CCR: On to implementation
WASHINGTON, D.C. – With the success of the Continuity of Care Record ballot last week, providers, vendors and industry activists are now looking forward to implementation and adoption.
"Vendors already are beginning to build systems and gear up for implementation," said Dan Smith, staff manager of the American Society for Testing and Materials (ASTM) E31 Committee on Healthcare Informatics. "I think we have finally gotten over the hump."
Smith said the CCR standard still requires one more procedural review, with a published standard due in late June or early July.
Last week, voting members of the ASTM's Electronic Health Record Workgroup approved the core data set for the Continuity of Care Record with more than 90 percent of the ballots in favor of the effort. In fact, there were just two negative ballots, although even some supporters requested clarification or expressed dissatisfaction with some elements of the plan.
The workgroup reviewed the ballots, cast over the span of a month, and will be working on editorial changes to addresses many of the concerns, Smith said. Members will also continue to work on extensions for specific areas of medicine such as pediatrics or long-term health. That will be followed by the creation of an implementation guide and publication of the standards.
But co-chair Claudia Tessier, executive director of the Mobile Healthcare Alliance, says she doesn't expect the world to stop while the wordsmithing goes on. "We've got a number of institutions already volunteering for demonstration projects," Tessier said. "There is already widespread interest and enthusiasm in implementing the record."
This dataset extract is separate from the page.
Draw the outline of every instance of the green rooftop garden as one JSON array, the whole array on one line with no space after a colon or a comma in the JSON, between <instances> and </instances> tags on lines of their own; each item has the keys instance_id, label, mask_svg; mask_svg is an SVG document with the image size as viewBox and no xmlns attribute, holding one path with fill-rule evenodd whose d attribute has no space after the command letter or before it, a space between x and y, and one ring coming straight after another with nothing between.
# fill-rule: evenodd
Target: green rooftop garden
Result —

Unlike a full-blown universal electronic health record, the CCR is designed to capture data from a patient encounter and transmit it to the next caregiver so that the most relevant health information is available at the point of care. Because it is standards-based, the data can be transmitted in XML or HL7 format, or even paper, depending on the preferences of the sending and receiving practitioners.
Pat Wise, director of EHR initiatives for the Healthcare Information and Management Systems Society, said she wasn't surprised by the positive vote. "It was a very successful balloting process," she said. "There was nothing, no significant opposition, to it."
Tessier is bullish about quick adoption, now that the major hurdles are behind the committee. "There are valid and pervasive concerns about workflow integration," she said. "But both practitioners and vendors are working together to make this implementable… We have involved stakeholders from across the spectrum of healthcare to make this happen."